Christmas on Mars, Artistic Home. Bruno and Audrey may resemble the typical miserable couple preparing a dark, squalid New York apartment for a baby on the way, but they’re more miserable than most. Bruno is a self-absorbed aging model who finds his career in permanent wane. Audrey’s woeful childhood with an indifferent mother has left her so emotionally numbed that she can see Bruno only as a chromosome delivery system for her baby. Further weighing down the couple is Nissim, Bruno’s former roommate, who labors under the neurotic delusion that he and Bruno are meant to be lovers forever. In Nissim’s words, this is a world full of people “depressed, desperate, angry, and waiting to die.”
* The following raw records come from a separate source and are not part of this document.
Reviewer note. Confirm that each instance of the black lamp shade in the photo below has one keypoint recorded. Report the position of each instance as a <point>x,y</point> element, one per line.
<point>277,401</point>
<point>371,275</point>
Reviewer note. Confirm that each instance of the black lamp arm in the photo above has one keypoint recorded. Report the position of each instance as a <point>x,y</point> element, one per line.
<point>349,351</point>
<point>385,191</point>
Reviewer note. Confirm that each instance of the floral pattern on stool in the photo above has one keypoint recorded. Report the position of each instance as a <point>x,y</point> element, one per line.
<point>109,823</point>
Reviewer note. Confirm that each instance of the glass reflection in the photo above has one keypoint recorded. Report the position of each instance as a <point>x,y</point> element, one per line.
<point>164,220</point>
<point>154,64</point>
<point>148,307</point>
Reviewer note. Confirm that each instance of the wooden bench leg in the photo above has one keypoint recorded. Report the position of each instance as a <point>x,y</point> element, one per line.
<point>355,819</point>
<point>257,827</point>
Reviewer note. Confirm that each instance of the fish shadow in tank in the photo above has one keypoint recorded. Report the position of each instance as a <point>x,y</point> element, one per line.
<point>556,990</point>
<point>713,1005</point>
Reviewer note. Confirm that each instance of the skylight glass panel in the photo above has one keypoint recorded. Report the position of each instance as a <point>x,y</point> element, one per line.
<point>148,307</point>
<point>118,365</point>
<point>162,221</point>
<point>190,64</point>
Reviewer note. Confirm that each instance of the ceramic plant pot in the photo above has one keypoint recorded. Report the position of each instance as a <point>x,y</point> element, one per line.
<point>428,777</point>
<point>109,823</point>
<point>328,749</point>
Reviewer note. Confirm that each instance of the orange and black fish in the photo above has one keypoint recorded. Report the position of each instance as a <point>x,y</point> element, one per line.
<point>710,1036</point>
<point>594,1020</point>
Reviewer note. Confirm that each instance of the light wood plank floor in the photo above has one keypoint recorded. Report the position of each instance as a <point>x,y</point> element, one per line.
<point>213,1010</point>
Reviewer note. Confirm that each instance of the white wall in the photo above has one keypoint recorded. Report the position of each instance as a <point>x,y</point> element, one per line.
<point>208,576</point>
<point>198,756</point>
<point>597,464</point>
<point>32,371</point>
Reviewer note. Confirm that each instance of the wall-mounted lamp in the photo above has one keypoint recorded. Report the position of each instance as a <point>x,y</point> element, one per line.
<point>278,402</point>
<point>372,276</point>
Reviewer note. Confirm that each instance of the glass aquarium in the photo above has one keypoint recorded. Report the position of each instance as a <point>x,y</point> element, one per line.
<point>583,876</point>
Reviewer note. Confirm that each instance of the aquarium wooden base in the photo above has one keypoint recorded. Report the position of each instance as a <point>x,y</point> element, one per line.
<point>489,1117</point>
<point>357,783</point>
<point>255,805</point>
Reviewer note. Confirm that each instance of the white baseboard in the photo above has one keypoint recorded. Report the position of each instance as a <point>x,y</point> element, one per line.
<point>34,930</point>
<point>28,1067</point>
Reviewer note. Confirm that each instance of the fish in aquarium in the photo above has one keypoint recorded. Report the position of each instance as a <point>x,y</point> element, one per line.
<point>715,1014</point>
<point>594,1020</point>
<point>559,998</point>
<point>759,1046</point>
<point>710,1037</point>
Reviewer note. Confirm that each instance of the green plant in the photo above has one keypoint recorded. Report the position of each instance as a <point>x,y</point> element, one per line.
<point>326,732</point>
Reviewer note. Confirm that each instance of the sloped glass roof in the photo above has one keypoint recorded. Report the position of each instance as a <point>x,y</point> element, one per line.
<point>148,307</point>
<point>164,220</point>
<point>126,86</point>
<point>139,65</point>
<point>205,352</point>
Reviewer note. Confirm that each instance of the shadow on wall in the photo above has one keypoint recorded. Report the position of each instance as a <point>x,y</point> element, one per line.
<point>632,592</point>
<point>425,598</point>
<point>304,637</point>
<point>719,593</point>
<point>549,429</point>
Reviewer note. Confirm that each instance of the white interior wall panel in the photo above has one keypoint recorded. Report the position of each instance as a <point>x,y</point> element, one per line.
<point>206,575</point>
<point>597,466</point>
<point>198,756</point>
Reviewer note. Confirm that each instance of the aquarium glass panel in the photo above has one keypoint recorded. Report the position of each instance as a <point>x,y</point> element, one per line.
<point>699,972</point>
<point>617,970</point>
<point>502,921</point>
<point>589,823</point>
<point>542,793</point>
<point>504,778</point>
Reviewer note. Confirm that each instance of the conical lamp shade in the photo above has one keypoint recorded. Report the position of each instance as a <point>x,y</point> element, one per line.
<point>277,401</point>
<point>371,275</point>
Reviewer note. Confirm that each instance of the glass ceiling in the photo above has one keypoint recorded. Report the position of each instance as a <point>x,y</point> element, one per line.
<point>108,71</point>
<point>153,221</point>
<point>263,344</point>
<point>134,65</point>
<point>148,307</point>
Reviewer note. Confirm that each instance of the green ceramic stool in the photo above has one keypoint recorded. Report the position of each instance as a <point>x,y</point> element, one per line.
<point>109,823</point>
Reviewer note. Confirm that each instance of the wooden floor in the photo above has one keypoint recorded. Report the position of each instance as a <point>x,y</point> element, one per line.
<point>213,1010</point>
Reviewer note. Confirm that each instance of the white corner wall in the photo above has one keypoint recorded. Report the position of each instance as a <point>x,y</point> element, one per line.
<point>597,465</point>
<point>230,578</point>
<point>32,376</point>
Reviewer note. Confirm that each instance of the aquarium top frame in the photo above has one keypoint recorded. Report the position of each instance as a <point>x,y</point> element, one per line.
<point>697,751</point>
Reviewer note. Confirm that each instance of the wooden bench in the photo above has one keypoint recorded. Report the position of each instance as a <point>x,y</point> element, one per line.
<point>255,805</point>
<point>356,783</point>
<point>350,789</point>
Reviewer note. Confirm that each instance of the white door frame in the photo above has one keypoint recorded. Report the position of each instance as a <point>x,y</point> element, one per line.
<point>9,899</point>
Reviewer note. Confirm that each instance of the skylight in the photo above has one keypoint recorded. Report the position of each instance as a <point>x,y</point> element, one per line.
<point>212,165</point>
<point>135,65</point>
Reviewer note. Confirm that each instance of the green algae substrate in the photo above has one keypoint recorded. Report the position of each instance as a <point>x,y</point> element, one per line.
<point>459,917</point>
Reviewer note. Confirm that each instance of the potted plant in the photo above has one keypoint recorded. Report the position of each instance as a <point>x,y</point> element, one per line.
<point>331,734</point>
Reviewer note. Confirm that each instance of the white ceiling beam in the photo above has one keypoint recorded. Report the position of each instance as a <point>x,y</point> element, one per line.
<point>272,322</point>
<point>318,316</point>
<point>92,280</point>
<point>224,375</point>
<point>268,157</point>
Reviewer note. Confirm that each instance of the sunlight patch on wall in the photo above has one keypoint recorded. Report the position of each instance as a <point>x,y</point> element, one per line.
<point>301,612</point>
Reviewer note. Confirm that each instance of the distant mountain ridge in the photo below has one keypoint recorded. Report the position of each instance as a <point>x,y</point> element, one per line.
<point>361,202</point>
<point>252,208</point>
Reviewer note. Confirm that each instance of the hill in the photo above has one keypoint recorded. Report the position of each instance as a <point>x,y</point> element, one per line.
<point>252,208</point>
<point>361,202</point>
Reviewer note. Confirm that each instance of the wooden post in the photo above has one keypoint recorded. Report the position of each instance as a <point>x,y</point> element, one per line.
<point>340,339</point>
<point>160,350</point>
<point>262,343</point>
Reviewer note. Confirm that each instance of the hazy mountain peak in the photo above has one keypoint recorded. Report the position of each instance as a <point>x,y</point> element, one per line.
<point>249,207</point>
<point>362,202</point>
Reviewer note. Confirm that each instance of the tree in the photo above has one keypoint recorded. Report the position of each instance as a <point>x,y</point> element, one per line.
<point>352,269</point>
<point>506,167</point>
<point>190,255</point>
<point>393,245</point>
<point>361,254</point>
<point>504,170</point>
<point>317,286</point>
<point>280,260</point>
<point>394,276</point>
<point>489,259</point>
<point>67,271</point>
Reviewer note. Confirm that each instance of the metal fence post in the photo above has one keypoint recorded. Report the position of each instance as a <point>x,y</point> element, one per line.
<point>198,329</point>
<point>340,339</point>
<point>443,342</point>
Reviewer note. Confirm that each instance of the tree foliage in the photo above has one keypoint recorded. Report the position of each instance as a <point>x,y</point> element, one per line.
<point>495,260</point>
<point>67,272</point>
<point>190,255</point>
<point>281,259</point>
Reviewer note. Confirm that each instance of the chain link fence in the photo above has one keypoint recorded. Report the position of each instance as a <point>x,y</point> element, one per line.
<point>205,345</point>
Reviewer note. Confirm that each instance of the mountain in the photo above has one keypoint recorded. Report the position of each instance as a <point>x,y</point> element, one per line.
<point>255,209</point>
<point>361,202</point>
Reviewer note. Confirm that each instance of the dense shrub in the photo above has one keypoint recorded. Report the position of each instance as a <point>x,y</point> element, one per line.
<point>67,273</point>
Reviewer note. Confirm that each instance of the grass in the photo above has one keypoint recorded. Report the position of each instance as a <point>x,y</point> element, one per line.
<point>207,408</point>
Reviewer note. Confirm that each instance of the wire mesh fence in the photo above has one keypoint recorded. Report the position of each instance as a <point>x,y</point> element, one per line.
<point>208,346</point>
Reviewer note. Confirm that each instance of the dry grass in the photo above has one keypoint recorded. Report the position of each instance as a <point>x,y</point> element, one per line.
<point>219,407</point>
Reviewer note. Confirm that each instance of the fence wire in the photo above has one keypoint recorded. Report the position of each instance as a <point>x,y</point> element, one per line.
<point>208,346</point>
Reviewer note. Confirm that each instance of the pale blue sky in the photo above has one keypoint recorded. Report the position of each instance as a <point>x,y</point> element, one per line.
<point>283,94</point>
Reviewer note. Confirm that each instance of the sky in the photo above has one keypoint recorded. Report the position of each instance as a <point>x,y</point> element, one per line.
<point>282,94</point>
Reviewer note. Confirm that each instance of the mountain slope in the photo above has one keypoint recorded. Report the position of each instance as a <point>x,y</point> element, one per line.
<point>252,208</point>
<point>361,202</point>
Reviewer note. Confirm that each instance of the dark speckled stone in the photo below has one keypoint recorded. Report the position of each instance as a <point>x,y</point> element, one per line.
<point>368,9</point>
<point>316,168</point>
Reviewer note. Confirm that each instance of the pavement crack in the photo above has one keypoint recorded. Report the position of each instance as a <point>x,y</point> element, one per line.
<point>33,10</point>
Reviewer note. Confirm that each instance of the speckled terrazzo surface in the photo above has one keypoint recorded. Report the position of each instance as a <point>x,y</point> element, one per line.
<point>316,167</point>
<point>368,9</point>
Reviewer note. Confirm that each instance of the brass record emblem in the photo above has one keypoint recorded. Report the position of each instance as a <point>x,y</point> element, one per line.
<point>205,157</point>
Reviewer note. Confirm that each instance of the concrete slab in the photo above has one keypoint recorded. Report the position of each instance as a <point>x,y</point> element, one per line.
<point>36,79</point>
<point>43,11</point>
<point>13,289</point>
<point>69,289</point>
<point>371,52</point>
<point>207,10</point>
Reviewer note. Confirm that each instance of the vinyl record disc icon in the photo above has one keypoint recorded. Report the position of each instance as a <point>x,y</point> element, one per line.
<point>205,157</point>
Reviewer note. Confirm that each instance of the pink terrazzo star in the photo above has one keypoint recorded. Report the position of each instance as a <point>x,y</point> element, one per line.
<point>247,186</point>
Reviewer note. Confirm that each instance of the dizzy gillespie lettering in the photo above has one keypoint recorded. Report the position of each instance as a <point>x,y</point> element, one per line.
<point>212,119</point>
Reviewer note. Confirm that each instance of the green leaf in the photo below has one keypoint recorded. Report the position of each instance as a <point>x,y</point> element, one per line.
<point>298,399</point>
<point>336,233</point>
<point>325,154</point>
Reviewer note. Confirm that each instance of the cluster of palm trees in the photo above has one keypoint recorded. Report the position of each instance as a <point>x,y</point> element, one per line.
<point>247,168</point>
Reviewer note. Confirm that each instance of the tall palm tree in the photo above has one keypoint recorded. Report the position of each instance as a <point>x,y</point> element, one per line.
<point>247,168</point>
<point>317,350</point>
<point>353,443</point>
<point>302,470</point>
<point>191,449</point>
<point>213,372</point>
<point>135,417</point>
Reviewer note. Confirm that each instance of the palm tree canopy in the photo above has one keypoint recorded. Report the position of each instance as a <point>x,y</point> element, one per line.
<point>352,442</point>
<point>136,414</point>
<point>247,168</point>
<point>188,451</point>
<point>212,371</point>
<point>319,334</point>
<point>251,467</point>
Even under ideal circumstances, Harry Kondoleon’s pitch-black comedy would be a trying late-night offering: its caustic cynicism is unrelenting over two long acts, wearying all but the heartiest of spirits as midnight comes and goes. And director Sharon Hazel faces circumstances far from ideal. Not only is her production staged on another play’s set, which means there’s a back porch in the middle of the couple’s apartment, she lost one of her four actors the night before opening. Last-minute replacement John Mossman, script in hand, did an admirable job as Bruno, and the explosive William Tellman transformed the cartoonish Nissim into a truly heartbreaking figure. Fortunately Hazel’s production hits more often than it misses, but its largely unmodulated energy prevents a meaningful arc from developing.